Через тот же самый пустырь он направился к метро. Я проводила Костю взглядом и совсем уже собиралась вернуться в мою приватизированную и сразу же осиротевшую квартиру, когда, бросив случайный взгляд на кусты шиповника, окружающие нашу пятиэтажку по периметру, заметила коричневый предмет, застрявший в густых ветках. Присмотревшись, я поняла, что это кожаный портфель Алексея Матвеевича. Видимо, старик снял его с плеча, чтобы достать ключи. Уже падая, он инстинктивно взмахнул руками, и портфель не упал на асфальт, а застрял в колючих ветках. Убийца начал с того, что обшарил карманы деда Леши, а потом ему пришлось бежать. Остальные, включая милицию, просто не заметили портфель в темноте под дождем.
Я, как могла, осторожно, чтобы не ободраться, вытащила эту старую, любимую Алексеем Матвеевичем вещь и отнесла его домой. Выбегая на улицу, я не выключила свет. Не до того было. Поэтому, когда я вошла в дверь, светильники горели и в прихожей, и на кухне, и в обеих комнатах. Ничего в доме не изменилось, только теперь я была уже одна. Вначале я хотела было открыть портфель, но почувствовала, что не могу этого сделать. Мне было очевидно, что разбираться с вещами и бумагами Алексея Матвеевича мне еще придется... Но не сейчас!
Не снимая обуви, я зашла в аккуратно прибранную комнату деда Леши и положила портфель на диван. Потом вернулась в прихожую и, обернувшись, увидела, что после меня на паркетных досках остались неопрятные мокрые следы, и, разувшись, побрела за тряпкой. Внезапно остановилась. Мозг захватила единственная мысль. Точнее, не мысль даже, а вопрос: «Зачем? Зачем теперь все это?!»
Почему он так настойчиво требовал, чтобы его именно кремировали? Не знаю. Слышала, что многие старики боятся быть по ошибке похороненными заживо, а некоторых удручает мысль о многолетнем процессе тления. При жизни Алексея Матвеевича у меня никогда не возникало желания обсуждать с ним эту тему. В огненном погребении (к тому, что оно не одобряется значительной частью религий) есть и еще один очевидный недостаток – хоронить близкого человека приходится два раза.
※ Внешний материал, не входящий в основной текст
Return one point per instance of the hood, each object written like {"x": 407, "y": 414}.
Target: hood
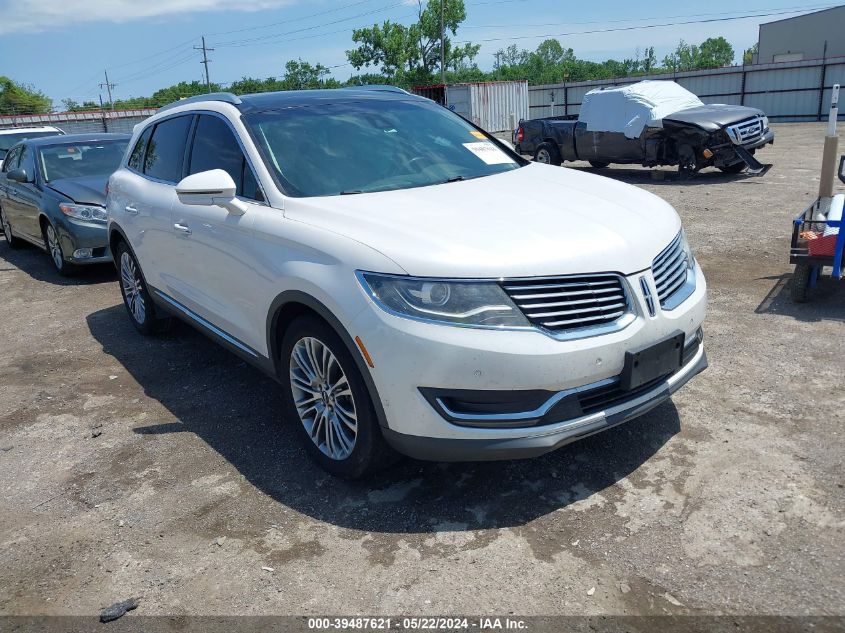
{"x": 533, "y": 221}
{"x": 714, "y": 116}
{"x": 83, "y": 190}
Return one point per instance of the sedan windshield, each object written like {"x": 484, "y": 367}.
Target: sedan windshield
{"x": 7, "y": 141}
{"x": 98, "y": 158}
{"x": 372, "y": 145}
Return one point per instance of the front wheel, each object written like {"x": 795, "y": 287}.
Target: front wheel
{"x": 548, "y": 154}
{"x": 325, "y": 396}
{"x": 11, "y": 240}
{"x": 136, "y": 297}
{"x": 800, "y": 289}
{"x": 54, "y": 248}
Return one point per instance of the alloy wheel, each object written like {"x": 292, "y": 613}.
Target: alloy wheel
{"x": 323, "y": 398}
{"x": 132, "y": 285}
{"x": 54, "y": 247}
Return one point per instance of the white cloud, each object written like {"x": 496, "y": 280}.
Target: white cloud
{"x": 41, "y": 15}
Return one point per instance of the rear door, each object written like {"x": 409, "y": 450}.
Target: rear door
{"x": 24, "y": 197}
{"x": 216, "y": 262}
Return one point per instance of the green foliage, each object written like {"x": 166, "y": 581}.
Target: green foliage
{"x": 749, "y": 53}
{"x": 411, "y": 54}
{"x": 19, "y": 98}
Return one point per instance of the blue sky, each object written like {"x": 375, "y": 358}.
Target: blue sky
{"x": 63, "y": 46}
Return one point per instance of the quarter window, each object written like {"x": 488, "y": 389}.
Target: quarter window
{"x": 166, "y": 149}
{"x": 215, "y": 147}
{"x": 136, "y": 159}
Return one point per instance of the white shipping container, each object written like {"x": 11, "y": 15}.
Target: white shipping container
{"x": 493, "y": 106}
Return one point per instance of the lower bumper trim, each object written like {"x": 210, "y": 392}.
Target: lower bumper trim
{"x": 492, "y": 449}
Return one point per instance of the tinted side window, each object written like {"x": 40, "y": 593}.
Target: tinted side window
{"x": 137, "y": 156}
{"x": 166, "y": 149}
{"x": 11, "y": 161}
{"x": 215, "y": 147}
{"x": 27, "y": 161}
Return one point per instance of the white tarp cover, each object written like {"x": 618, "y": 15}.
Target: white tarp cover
{"x": 629, "y": 109}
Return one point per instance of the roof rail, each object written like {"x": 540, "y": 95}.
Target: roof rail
{"x": 382, "y": 87}
{"x": 225, "y": 97}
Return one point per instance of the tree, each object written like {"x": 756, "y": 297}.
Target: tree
{"x": 749, "y": 53}
{"x": 19, "y": 98}
{"x": 411, "y": 54}
{"x": 715, "y": 52}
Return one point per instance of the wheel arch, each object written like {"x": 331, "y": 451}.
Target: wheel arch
{"x": 293, "y": 303}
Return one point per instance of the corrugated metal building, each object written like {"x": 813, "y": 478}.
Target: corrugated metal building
{"x": 811, "y": 36}
{"x": 82, "y": 122}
Первый раз друзья и родственники несут гроб или идут рядом. С той или иной степенью искренности они скорбят об усопшем и вспоминают те мгновения земной жизни, что связаны в памяти с его именем. А во второй раз кто-нибудь один, как правило самый близкий, приходит в крематорий, чтобы забрать маленький пластмассовый контейнер – все, что осталось.
Я обзвонила всех, кого нашла в телефонной книжке Алексея Матвеевича. Он не вычеркивал приятелей и знакомых, которые уходили из этой жизни до него. Поэтому обзвон только усугубил мое скорбное состояние. Гроб несли Батый, Костя, Денилбек и пятидесятилетний краснолицый здоровяк – сын профессора Юшенковича. Сам профессор шел позади рядом со мной. Обычно разговорчивый и веселый, в этот день он вообще был не в состоянии ничего произнести. Только после того, как Алексей Матвеевич уплыл в безжалостную черную бездну, его старый товарищ повернулся ко мне всем телом, залез дрожащей рукой во внутренний карман пиджака и вытащил старенькую потертую записную книжку в клеенчатом переплете.
– Все! – помахал он ей перед моим лицом. – Я могу отправить ее в ту же печь. Мне больше некому звонить.
Я взяла книжку из трясущейся руки и вытащила из нагрудного кармана Юшенковича нарядную шариковую ручку. На антрацитово-черной пластмассе сияли золотые буквы «Беладжио. Лас-Вегас. Невада». Я открыла книжку на букве Э и вписала номер своего мобильника.